There are three forces $\vec{F_1}$,$\vec{F_2}$,and $\vec{F_3}$ acting on a body,all acting on a point $P$ on the body. The body is found to move with uniform speed.
$(a)$ Show that the forces are coplanar.
$(b)$ Show that the torque acting on the body about any point due to these three forces is zero.

(N/A) Since the body moves with uniform speed (constant velocity),its acceleration is zero,i.e.,$\vec{a} = 0$. According to Newton's second law,the net force acting on the body is $\vec{F}_{net} = m\vec{a} = 0$. Thus,$\vec{F_1} + \vec{F_2} + \vec{F_3} = 0$.
$(a)$ Since the sum of the three forces is zero,they must form a closed triangle when placed head-to-tail. $A$ triangle is a two-dimensional figure,meaning all three vectors must lie in the same plane. Therefore,the forces are coplanar.

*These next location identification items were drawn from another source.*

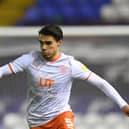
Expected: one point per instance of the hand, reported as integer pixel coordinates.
(125, 109)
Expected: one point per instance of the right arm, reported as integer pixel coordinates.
(18, 65)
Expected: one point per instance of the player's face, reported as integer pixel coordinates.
(49, 46)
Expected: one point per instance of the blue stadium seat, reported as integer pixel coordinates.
(89, 13)
(69, 14)
(50, 14)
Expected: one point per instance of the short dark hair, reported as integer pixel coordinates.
(52, 30)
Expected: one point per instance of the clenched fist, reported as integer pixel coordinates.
(125, 109)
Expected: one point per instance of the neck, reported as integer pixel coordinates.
(55, 57)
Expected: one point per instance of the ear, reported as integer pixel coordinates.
(59, 42)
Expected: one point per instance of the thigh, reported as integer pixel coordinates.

$(b)$ The torque $\vec{\tau}$ about any point $O$ is given by $\vec{\tau} = \sum (\vec{r_i} \times \vec{F_i})$. Since all forces act at point $P$,the position vector of the point of application for all forces relative to $P$ is zero. Thus,the torque about point $P$ is zero. For any other point $O$,the total torque is $\vec{\tau}_O = \vec{OP} \times (\vec{F_1} + \vec{F_2} + \vec{F_3})$. Since $\vec{F_1} + \vec{F_2} + \vec{F_3} = 0$,the torque about any point $O$ is also zero.